Maybe the heavier the crime, the deeper you bury it, like stones sunk in a riverbed.
Where would they lock the boy? Iron doors everywhere, and a magic hush that blocks probing like clay sealing a jar.
Flying blind was no plan; the hive hum would swallow her, she felt.
She stopped, still as a droplet, and let the silence settle like dust.
She needed a logbook to pin the boy’s cell like a pin on silk, and a route sketched like ink on rice paper.
She also had to test the alarm gut—open a door and would a Magic Array flare like a spiderweb catching light?

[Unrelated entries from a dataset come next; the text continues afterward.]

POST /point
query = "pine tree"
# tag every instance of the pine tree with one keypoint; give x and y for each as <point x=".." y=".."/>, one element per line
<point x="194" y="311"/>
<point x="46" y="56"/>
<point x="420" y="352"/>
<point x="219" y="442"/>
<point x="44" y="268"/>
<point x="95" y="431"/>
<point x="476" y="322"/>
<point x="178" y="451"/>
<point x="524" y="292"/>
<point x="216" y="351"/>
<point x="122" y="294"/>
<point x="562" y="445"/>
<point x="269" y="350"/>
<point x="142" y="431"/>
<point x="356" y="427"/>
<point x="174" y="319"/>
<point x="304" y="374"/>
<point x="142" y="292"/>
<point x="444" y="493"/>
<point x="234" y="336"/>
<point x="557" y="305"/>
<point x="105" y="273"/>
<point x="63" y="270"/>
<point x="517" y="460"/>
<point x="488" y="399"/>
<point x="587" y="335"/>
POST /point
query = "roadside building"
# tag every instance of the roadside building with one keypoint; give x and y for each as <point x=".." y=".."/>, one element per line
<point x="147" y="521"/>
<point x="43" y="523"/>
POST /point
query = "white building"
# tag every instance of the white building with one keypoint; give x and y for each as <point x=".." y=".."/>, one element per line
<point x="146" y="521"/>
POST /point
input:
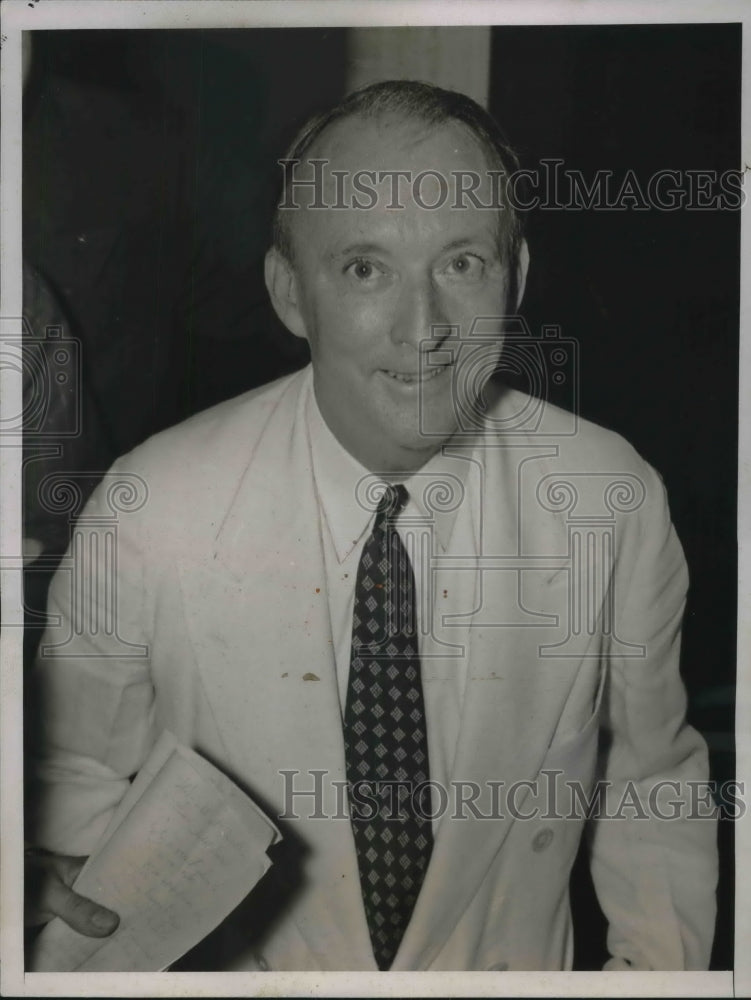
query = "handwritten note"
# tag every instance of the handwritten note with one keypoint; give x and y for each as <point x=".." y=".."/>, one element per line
<point x="183" y="849"/>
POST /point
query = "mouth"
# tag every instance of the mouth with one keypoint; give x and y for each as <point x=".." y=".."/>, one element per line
<point x="417" y="378"/>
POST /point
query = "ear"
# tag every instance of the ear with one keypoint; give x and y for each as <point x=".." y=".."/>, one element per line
<point x="521" y="272"/>
<point x="281" y="283"/>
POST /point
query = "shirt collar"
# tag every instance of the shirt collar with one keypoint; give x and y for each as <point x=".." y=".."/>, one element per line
<point x="337" y="474"/>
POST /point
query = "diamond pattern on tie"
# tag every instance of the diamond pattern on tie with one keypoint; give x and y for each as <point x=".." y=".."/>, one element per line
<point x="385" y="736"/>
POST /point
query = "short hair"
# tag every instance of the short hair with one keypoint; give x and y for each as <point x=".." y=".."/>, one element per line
<point x="422" y="102"/>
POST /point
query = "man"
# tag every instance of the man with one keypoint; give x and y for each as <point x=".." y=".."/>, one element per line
<point x="383" y="574"/>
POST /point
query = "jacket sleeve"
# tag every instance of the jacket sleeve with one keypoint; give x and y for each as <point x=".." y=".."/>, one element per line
<point x="653" y="842"/>
<point x="89" y="715"/>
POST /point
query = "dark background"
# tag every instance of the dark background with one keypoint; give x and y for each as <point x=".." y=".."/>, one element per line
<point x="149" y="175"/>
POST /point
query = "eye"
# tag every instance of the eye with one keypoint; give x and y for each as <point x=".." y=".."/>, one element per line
<point x="363" y="271"/>
<point x="466" y="265"/>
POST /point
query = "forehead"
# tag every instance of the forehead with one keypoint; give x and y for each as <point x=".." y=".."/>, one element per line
<point x="395" y="142"/>
<point x="419" y="207"/>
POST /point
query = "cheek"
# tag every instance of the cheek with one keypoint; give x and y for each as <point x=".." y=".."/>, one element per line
<point x="351" y="330"/>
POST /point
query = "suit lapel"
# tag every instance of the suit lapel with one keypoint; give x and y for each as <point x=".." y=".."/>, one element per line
<point x="260" y="625"/>
<point x="512" y="704"/>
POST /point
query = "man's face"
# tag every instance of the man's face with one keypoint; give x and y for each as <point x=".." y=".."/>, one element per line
<point x="370" y="286"/>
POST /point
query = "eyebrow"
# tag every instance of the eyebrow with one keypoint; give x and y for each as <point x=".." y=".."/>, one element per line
<point x="356" y="248"/>
<point x="365" y="248"/>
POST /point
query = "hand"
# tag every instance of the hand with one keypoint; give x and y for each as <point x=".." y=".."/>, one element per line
<point x="48" y="894"/>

In a world with magic, prisons wear wards like hidden armor; it’s never just dirt and iron.
She retraced to the front, a moth circling back to a lamplit door, and scanned for a gatehouse like a clerk’s nest.
Nothing—no desk, no drawers, just stone and watchmen, a mouth without a tongue.

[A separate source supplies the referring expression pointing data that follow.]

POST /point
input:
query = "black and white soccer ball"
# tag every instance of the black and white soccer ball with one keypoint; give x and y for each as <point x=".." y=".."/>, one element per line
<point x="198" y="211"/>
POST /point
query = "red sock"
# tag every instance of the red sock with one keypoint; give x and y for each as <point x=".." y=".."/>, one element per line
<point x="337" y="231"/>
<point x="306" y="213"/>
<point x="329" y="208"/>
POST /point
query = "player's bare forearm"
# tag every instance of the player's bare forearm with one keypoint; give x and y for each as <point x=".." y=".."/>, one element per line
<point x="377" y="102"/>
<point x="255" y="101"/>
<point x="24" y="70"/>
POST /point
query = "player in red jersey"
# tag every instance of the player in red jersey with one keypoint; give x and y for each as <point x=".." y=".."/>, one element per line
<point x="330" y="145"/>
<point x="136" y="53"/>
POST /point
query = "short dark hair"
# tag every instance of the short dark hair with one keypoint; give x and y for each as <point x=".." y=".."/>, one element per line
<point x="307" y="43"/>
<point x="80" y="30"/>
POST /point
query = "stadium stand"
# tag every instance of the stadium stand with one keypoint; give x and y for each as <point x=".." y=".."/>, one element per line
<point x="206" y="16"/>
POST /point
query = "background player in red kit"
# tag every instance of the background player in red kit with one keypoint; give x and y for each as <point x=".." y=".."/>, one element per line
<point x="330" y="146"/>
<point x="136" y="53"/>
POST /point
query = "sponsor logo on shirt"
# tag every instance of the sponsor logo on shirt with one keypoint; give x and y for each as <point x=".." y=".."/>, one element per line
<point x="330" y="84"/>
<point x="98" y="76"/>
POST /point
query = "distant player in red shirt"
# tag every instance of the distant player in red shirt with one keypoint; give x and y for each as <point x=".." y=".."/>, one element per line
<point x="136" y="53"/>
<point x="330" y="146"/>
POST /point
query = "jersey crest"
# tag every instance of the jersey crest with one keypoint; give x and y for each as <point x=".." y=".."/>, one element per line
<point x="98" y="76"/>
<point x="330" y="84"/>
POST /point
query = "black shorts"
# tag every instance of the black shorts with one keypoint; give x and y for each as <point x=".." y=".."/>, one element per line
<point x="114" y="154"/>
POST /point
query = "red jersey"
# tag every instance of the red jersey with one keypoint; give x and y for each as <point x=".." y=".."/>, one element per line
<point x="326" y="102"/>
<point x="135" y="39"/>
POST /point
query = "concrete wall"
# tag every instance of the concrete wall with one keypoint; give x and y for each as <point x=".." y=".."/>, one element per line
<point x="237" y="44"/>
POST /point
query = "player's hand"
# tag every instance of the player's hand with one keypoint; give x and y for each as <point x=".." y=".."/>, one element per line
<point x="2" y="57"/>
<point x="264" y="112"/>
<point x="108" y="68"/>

How to find it? The question pricked like nettles.
She’d expected a guardroom, with a ledger lying like a sleeping carp, names and cells shelved in order.
Maybe a high officer keeps it, like a seal tucked in a sleeve; hard to reach, and she knows no office.
The notes might sit in some bureau, a nest built behind polished doors.
With no better path, Lucimia slipped out and headed for the offices she’d scouted, moving like smoke through reeds.
Clerks would keep the records, paper stacked like straw in a barn.
She slid into a building finer than the rest, cornices gleaming like frost, and prowled its bones.
At last, an archive room opened, a paper forest rustling like dry leaves, where prisoner records slept.
She spent time sifting, fingers like combs, and even used Reversion to stretch the hour like warm taffy.
Finally, the freshest entry surfaced; ink shone like midnight water.
Name: Gendi. Age: 16. Appearance: blond, average build. Crimes: multiple robbery and theft, assaulting soldiers, intentional murder. Cell Number: 1201.
“That should be it,” Lucimia murmured, the words dropping like pebbles, and she shut the book with a soft wingbeat.
She became a mosquito again and rushed back toward the prison, a dart in a bottle.
She still had to confirm the prison’s self‑defense, the hidden thorns under moss.
She roamed the labyrinth for a long while, stitching corridors like black thread, until 1201 rose before her like a marked stone.
Numbers starting with 12 seemed reserved for murderers, a row of graves etched in iron.